Two states are fighting over water usage. In this case, Florida has asked the Supreme Court to limit Georgia’s water use. Florida claims Georgia is using more than its share of water from a source that starts in a reservoir north of Atlanta. Georgia uses the water to produce hydropower. In years of drought, complications with water use are an issue as the water should continue to flow South through Florida and into the Gulf of Mexico. Instead, it is diverted for use in the hydropower process noted above.

A drought in 2006 though 2008 led Florida to fight for Georgia to limit its water usage for hydropower. Ultimately, the dispute culminated in a trip to the Supreme Court in 2013.

Florida lost that dispute, but it is trying again.

What are the arguments in this case?

Georgia states it has addressed the issue and made changes to reduce water usage. The state’s efforts include the use of low water toilet systems and changes to agricultural practices. These changes include a moratorium on new wells and requirements for more efficient irrigation methods. Methods such as drip water systems and soil sensors.

Florida counters these efforts are not enough. Estuaries in the area are struggling, causing shrimp and oyster markets in Florida to suffer serious financial setbacks. To address this issue, Florida has asked the court to ensure a minimum flow of 1,000 cubic feet per second of fresh water during drought years.

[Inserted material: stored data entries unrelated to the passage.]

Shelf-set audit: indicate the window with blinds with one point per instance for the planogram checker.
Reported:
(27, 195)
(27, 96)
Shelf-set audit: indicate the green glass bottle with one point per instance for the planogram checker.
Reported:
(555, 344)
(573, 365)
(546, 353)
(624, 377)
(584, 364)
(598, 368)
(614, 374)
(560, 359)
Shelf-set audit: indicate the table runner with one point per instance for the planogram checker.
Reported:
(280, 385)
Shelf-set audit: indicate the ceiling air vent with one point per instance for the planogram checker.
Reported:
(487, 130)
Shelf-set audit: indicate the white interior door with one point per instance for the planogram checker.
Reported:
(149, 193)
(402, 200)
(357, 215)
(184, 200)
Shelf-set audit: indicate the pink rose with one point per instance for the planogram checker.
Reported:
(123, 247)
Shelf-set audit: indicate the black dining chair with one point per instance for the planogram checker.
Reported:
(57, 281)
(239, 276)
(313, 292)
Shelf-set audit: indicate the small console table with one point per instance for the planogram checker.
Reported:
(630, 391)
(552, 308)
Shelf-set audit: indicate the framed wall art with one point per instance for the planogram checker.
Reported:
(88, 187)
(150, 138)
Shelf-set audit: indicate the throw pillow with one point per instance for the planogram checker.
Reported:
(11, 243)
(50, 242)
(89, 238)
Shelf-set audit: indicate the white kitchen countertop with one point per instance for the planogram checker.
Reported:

At this time, a report to the court by the new special master appears to provide Georgia with an advantage. The report finds Georgia’s increase in water usage was “not unreasonable or inequitable” and questions the degree of benefit Florida would experience from the proposed change.

The Supreme Court has yet to discuss how it will proceed on this issue. We will provide updates as they become available.

How does this impact Connecticut development projects?

The case provides an example of the many hurdles developers can face when putting together projects. Developers with projects on shorelines or that impact water flowage can face serious delays and potential litigation. Legal counsel can help mitigate these potential issues as well as provide counsel in the event of a dispute.